Охотники нашлись, и вскоре все живое содержимое трехведерной деревянной бадьи – судаки, ерши, язи и лещи – перекочевали в объемистый чугунный котел, давно служивший всему экипажу струга.

Кашевар подбросил в рыбный навар луку, чесноку, шафрану и перцу – уху с такой приправой и называли красной. Когда же рыбье мясо стало само отваливаться от костей и цвет варева сделался янтарным, повар велел слить через редкую холстину навар в бадью, а все разваренное рыбье мясо, оставшееся вместе с костями на холстине, попросту бросил в сторонку. Казаки, дивясь такому расточительству, с любопытством ждали, что же последует дальше.

Бобыль Седой священнодействовал, как вогульский шаман!

Он разгреб горячие угли костра и извлек из жара другой чугунок, небольших размеров, где варилось «сарацинское пшено» (которое впоследствии стали называть рисом). Запасец этой редкой крупы, взятой под Астраханью во время разбойничьего налета на персидских купцов, уже подходил к концу; атаман велел нынче выдать из него всем понемногу для заправки ухи.

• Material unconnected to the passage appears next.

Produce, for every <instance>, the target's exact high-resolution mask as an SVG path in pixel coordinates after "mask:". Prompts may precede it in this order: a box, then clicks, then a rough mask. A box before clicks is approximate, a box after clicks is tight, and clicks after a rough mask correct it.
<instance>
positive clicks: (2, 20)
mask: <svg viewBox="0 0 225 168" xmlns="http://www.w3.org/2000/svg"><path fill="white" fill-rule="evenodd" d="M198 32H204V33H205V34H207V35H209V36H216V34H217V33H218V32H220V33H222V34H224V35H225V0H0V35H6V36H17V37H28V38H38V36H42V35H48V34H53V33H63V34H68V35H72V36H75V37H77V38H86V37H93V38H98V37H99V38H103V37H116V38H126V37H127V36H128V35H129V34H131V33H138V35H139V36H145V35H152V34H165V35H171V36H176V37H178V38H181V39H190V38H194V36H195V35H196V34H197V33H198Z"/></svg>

Разваренную крупу повар переложил в котел, залил янтарным рыбным отваром из бадьи, велел кликать весь свой экипаж «к столу».

Атаманский струг брал в походе человек с полсотни. Все помаленьку собрались вокруг котла и костра, сидели на песке, на бревнах, а кто даже не поленился подложить под спину шемаханский ковер, тоже из взятых в бою на Волге. Ждали трапезу, окружив костер широким кольцом: гребцы и кормчие, пищальники и пушкари, стрелки-«затинники», охотники-разведчики, трубачи и сурначи, барабанщики и знаменосцы; был среди этого пестро одетого люда даже приставший к ватаге дьячок из волжских поповичей, умевший внятно читать вслух две молитвы – заупокойную и благодарственную, чем и выручал ватажников перед трапезой и после сражений. Впрочем, благочестивый дьячок знал еще и кузнечное ремесло, что для дружины было почти столь же важно, как и его молитвословное искусство.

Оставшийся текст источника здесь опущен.